# From Sentiments to Strategies: Building an NLP Model for Brand Engagement

`
from IPython.display import Image
`
Image(url = "https://storage.ning.com/topology/rest/1.0/file/get/3780584426?profile=original",width = 1000, height=800)


# Data understanding

The dataset was sourced from data.world provided by CrowdFlower which has tweets about Apple and Google from the South by Southwest (SXSW) conference. The tweet labels were crowdsourced and reflect which emotion they convey and what product/service/company this emotion is directed at based on the content.

There are 9093 records and 3 features in this data.

Associated columns in the dataset are:
- `tweet_text`: Contains the text of the tweets.

- `emotion_in_tweet_is_directed_at`: Indicates the brand or product mentioned in the tweet (many missing values).

- `is_there_an_emotion_directed_at_a_brand_or_product`: Categorizes the sentiment as "Positive emotion," "Negative emotion," or potentially other classes.
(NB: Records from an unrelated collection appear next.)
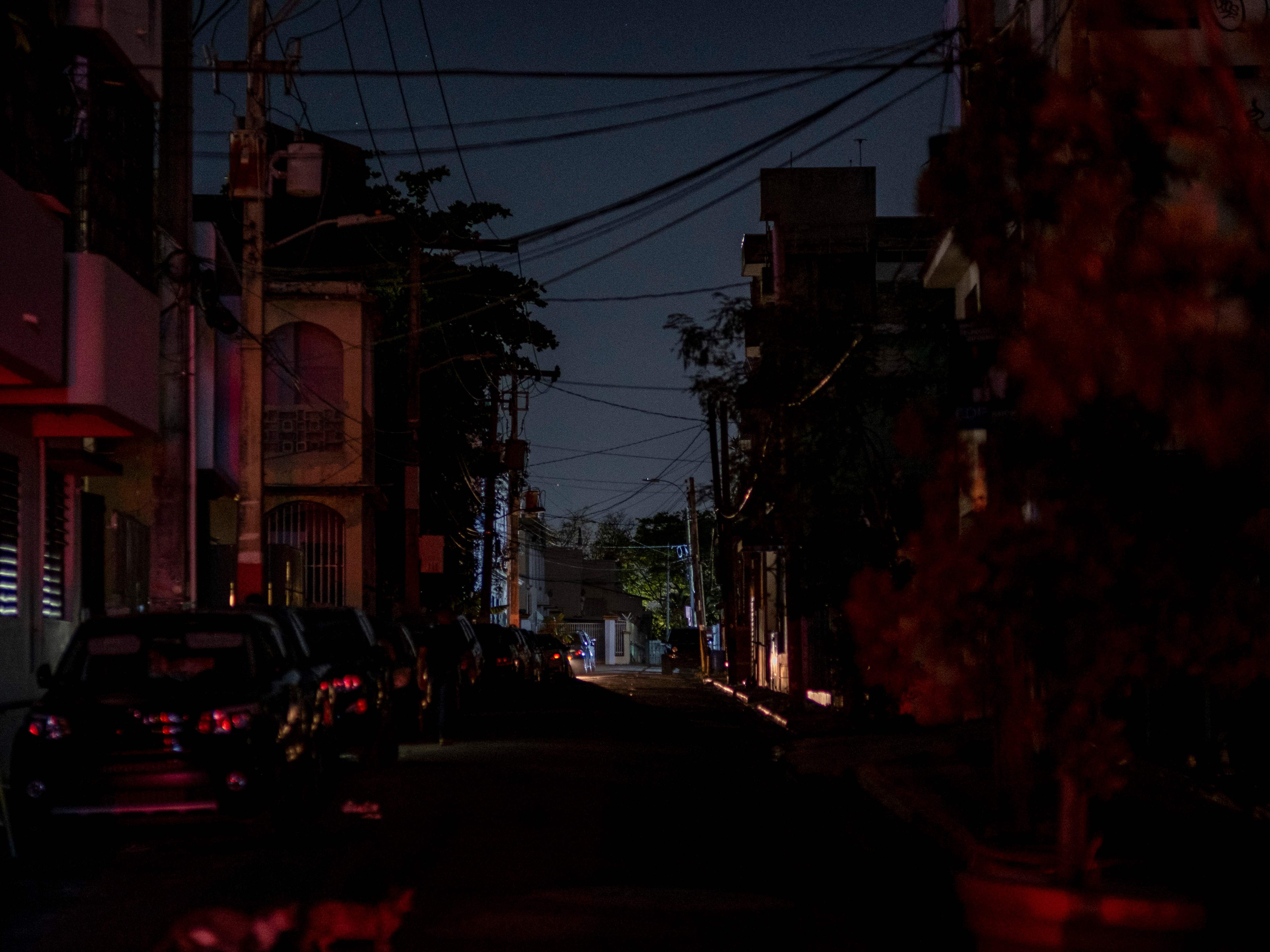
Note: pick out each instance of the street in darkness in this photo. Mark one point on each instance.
(629, 810)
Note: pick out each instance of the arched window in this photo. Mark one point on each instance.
(304, 391)
(305, 541)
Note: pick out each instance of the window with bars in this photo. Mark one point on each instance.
(55, 546)
(9, 496)
(317, 533)
(304, 391)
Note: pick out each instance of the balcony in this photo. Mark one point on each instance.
(111, 386)
(131, 29)
(31, 295)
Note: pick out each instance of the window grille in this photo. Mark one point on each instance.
(131, 562)
(318, 533)
(55, 546)
(8, 534)
(304, 391)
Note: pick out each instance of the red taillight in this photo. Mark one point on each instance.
(223, 723)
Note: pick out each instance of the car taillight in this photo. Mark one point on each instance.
(224, 721)
(342, 684)
(51, 728)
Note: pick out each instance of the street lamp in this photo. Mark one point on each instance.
(342, 222)
(699, 599)
(459, 356)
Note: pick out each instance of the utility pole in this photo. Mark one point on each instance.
(251, 556)
(411, 601)
(513, 510)
(698, 586)
(173, 556)
(669, 597)
(487, 553)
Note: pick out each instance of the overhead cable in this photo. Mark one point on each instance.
(647, 297)
(733, 191)
(758, 147)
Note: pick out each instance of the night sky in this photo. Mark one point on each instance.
(618, 342)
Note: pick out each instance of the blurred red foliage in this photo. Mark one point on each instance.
(1123, 232)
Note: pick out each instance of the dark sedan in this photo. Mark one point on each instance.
(164, 714)
(509, 659)
(408, 674)
(357, 687)
(555, 655)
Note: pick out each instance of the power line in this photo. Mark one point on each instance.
(625, 387)
(620, 447)
(582, 133)
(758, 147)
(329, 26)
(652, 482)
(406, 106)
(445, 103)
(644, 298)
(586, 75)
(737, 190)
(359, 84)
(535, 117)
(620, 406)
(566, 114)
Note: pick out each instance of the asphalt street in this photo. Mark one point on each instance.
(623, 811)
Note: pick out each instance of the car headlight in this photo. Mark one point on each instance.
(50, 728)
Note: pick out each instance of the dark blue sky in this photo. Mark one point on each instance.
(609, 342)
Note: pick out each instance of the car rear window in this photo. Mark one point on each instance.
(337, 639)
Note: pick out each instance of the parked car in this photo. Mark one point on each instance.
(509, 659)
(555, 655)
(357, 687)
(538, 667)
(312, 672)
(408, 679)
(582, 655)
(164, 714)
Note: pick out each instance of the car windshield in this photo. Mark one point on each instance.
(496, 639)
(144, 663)
(334, 636)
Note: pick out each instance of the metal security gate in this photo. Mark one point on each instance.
(318, 533)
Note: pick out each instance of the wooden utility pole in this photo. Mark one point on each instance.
(251, 556)
(487, 552)
(173, 571)
(699, 598)
(513, 513)
(411, 569)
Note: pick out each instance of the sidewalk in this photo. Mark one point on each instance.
(1163, 834)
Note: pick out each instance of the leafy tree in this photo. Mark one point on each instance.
(1123, 230)
(473, 309)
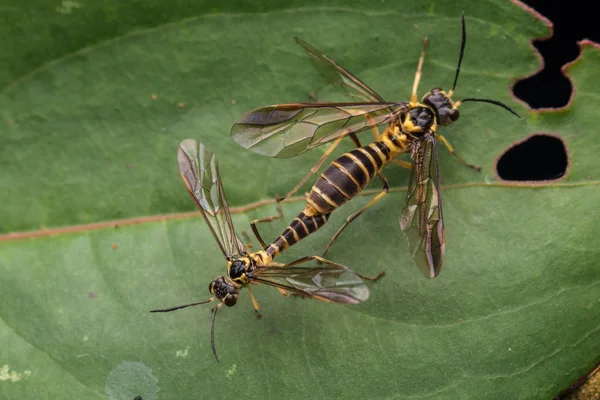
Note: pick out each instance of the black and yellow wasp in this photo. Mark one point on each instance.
(287, 130)
(328, 282)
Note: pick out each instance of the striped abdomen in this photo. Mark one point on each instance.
(299, 228)
(345, 177)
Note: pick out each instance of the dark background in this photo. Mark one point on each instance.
(544, 157)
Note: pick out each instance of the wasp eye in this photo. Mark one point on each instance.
(237, 269)
(230, 300)
(454, 114)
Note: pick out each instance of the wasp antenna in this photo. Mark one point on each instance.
(212, 332)
(413, 97)
(183, 306)
(496, 102)
(462, 52)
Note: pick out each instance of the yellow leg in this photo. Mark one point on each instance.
(248, 240)
(333, 264)
(451, 150)
(254, 303)
(313, 170)
(352, 217)
(265, 219)
(413, 96)
(403, 164)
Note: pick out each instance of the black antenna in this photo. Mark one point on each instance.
(212, 332)
(183, 306)
(496, 102)
(462, 52)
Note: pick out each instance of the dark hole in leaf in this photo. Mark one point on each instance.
(538, 158)
(549, 87)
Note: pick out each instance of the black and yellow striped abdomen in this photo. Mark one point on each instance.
(345, 177)
(298, 229)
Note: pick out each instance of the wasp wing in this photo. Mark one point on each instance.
(339, 76)
(200, 172)
(286, 130)
(322, 283)
(421, 219)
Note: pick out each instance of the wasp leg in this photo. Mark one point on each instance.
(451, 150)
(265, 219)
(333, 264)
(248, 240)
(413, 96)
(254, 303)
(403, 164)
(352, 217)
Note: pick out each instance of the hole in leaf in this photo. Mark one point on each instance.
(549, 87)
(539, 157)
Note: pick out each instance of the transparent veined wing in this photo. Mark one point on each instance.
(200, 172)
(286, 130)
(325, 283)
(421, 219)
(353, 87)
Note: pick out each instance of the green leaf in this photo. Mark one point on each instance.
(514, 313)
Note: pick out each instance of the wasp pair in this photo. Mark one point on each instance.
(287, 130)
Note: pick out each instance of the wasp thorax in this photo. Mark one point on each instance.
(442, 105)
(418, 120)
(225, 291)
(237, 269)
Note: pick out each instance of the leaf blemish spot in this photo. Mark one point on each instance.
(6, 374)
(182, 353)
(231, 371)
(128, 379)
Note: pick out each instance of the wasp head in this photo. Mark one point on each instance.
(446, 111)
(417, 120)
(238, 269)
(225, 290)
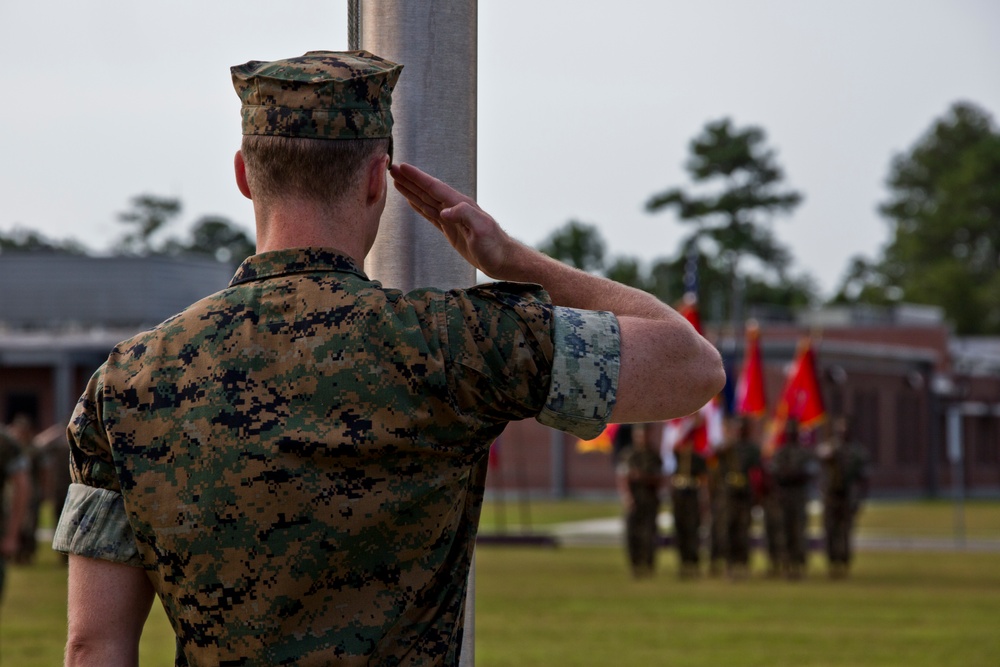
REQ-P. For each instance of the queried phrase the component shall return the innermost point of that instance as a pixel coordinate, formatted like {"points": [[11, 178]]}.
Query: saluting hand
{"points": [[469, 229]]}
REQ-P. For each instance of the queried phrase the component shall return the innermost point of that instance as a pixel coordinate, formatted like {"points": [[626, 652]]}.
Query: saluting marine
{"points": [[295, 465]]}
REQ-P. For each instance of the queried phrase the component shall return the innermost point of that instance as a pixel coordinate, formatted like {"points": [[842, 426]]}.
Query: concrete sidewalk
{"points": [[608, 532]]}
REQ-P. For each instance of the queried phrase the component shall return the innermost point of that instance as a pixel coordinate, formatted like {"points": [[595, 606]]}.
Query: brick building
{"points": [[907, 383]]}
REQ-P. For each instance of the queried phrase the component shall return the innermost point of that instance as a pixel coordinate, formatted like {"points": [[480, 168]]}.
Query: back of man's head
{"points": [[312, 123]]}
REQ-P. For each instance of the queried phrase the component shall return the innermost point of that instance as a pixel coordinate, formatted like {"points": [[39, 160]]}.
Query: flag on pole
{"points": [[801, 398], [704, 428], [750, 399], [689, 311]]}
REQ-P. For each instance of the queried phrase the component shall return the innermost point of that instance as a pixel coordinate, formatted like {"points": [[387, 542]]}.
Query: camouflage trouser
{"points": [[687, 524], [772, 530], [738, 516], [640, 535], [719, 545], [793, 522], [838, 521]]}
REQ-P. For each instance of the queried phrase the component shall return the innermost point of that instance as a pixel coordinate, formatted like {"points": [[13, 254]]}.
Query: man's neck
{"points": [[300, 224]]}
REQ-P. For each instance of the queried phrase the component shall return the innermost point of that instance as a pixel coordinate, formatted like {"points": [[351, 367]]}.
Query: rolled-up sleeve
{"points": [[585, 366], [94, 524]]}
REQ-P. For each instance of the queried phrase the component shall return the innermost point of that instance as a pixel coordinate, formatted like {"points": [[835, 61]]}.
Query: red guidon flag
{"points": [[801, 398], [750, 400]]}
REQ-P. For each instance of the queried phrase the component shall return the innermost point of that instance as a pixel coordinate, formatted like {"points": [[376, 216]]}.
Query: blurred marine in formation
{"points": [[686, 484], [640, 475], [793, 467], [739, 464], [845, 465]]}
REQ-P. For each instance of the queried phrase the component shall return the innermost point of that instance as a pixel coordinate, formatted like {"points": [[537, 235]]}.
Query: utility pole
{"points": [[434, 115]]}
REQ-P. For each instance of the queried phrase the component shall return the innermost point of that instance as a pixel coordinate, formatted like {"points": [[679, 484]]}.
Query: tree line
{"points": [[943, 212], [143, 234]]}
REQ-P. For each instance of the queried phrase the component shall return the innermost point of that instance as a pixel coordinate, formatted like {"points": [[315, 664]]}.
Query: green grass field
{"points": [[578, 606]]}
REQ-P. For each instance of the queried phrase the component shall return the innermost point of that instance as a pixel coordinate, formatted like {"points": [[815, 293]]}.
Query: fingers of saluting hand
{"points": [[428, 195], [431, 210]]}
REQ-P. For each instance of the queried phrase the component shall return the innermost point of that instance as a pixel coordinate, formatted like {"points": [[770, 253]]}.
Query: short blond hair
{"points": [[319, 170]]}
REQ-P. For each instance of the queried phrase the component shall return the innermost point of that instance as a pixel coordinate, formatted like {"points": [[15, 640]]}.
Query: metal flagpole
{"points": [[434, 113]]}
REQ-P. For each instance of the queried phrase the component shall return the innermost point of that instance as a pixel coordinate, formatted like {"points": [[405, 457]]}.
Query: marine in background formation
{"points": [[792, 468], [845, 465], [739, 464], [640, 475], [686, 493]]}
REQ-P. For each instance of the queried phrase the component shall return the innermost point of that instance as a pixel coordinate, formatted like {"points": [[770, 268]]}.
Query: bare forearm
{"points": [[108, 604]]}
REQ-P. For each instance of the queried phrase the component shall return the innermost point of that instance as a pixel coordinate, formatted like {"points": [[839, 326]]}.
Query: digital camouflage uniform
{"points": [[643, 467], [793, 469], [845, 480], [718, 544], [298, 461], [736, 462], [13, 460], [302, 456], [685, 496]]}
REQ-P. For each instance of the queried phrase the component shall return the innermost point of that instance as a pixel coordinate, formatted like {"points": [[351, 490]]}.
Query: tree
{"points": [[20, 239], [149, 214], [944, 213], [865, 282], [216, 237], [577, 244], [731, 222]]}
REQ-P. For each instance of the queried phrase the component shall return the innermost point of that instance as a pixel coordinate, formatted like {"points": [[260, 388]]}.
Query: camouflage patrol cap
{"points": [[320, 95]]}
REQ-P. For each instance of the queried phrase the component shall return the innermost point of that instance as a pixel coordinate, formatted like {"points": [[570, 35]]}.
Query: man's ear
{"points": [[376, 179], [241, 175]]}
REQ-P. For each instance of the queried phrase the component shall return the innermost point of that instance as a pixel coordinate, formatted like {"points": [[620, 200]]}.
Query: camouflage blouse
{"points": [[298, 461]]}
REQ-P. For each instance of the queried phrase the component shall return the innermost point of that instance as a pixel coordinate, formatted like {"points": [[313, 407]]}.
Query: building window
{"points": [[907, 428], [865, 416], [984, 437]]}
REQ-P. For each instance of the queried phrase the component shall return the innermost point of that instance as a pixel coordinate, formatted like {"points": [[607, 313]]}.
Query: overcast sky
{"points": [[105, 100]]}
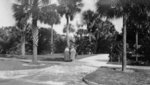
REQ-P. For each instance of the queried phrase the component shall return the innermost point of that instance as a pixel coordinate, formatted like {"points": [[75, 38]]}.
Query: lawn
{"points": [[113, 76], [12, 63]]}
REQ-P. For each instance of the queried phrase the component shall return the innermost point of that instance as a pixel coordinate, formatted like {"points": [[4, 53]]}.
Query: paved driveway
{"points": [[69, 73]]}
The column names will be renamed to manageable ones in the data cleaning steps

# Data Preparation

In [97]:
# Data Exploration Libraries
import pandas as pd
import numpy as np
import matplotlib.pyplot as plt
import seaborn as sns
import re

# Preprocessing and Feature Extraction
from sklearn.preprocessing import LabelEncoder, OneHotEncoder, StandardScaler
from sklearn.feature_extraction.text import TfidfVectorizer, CountVectorizer
from nltk.corpus import stopwords
from nltk.stem import WordNetLemmatizer
from nltk.tokenize import word_tokenize
from sklearn.base import BaseEstimator, TransformerMixin
from sklearn.pipeline import Pipeline

# Handling Imbalanced Data
from imblearn.over_sampling import SMOTE

# Model Selection and Evaluation
from sklearn.model_selection import train_test_split, cross_val_score, GridSearchCV
from sklearn.metrics import recall_score, accuracy_score, precision_score, f1_score, confusion_matrix, classification_report

# Models
from sklearn.dummy import DummyClassifier
from sklearn.linear_model import LogisticRegression
from sklearn.tree import DecisionTreeClassifier
from sklearn.neighbors import KNeighborsClassifier
from sklearn.ensemble import AdaBoostClassifier, GradientBoostingClassifier, RandomForestClassifier 


In [98]:
# Ensure necessary NLTK resources are downloaded
import nltk
nltk.download('stopwords')
nltk.download('wordnet')
nltk.download('omw-1.4')
nltk.download('punkt')

[nltk_data] Downloading package stopwords to
[nltk_data]     C:\Users\ADMIN\AppData\Roaming\nltk_data...
[nltk_data]   Package stopwords is already up-to-date!
[nltk_data] Downloading package wordnet to
[nltk_data]     C:\Users\ADMIN\AppData\Roaming\nltk_data...
[nltk_data]   Package wordnet is already up-to-date!
[nltk_data] Downloading package omw-1.4 to
[nltk_data]     C:\Users\ADMIN\AppData\Roaming\nltk_data...
[nltk_data]   Package omw-1.4 is already up-to-date!
[nltk_data] Downloading package punkt to
[nltk_data]     C:\Users\ADMIN\AppData\Roaming\nltk_data...
[nltk_data]   Package punkt is already up-to-date!


True

In [99]:
class DataOverview():
    """
    This class takes a dataframe and returns basic information.
    """
    def __init__(self, data):
        self.data = data

    def read_head(self):
        """Returns the first 5 rows"""
        return self.data.head()

    def read_columns(self):
        """Returns the columns of the DataFrame"""
        return self.data.columns

    def read_info(self):
        """Returns the features, datatypes and non-null count"""
        return self.data.info()
    def read_describe(self):
        """Returns the statistical summary of the dataset"""
        return self.data.describe()
    def read_shape(self):
        """Returns the number of rows and columns"""
        return self.data.shape
    def read_unique(self,column_name):
        """Returns unique values for a specific column"""
        if column_name in self.data.columns:
            return self.data[column_name].unique()
        else:
            raise ValueError(f"Column '{column_name}' does not exist in the DataFrame.")
    def read_corr(self):
        """Returns a correlation dataframe"""
        return self.data.corr()

    def read_corr_wrt_target(self, target='churn'):
        """Returns a Series containing the correlation of features with respect to target"""
        return self.data.corr()[target].sort_values(ascending=False)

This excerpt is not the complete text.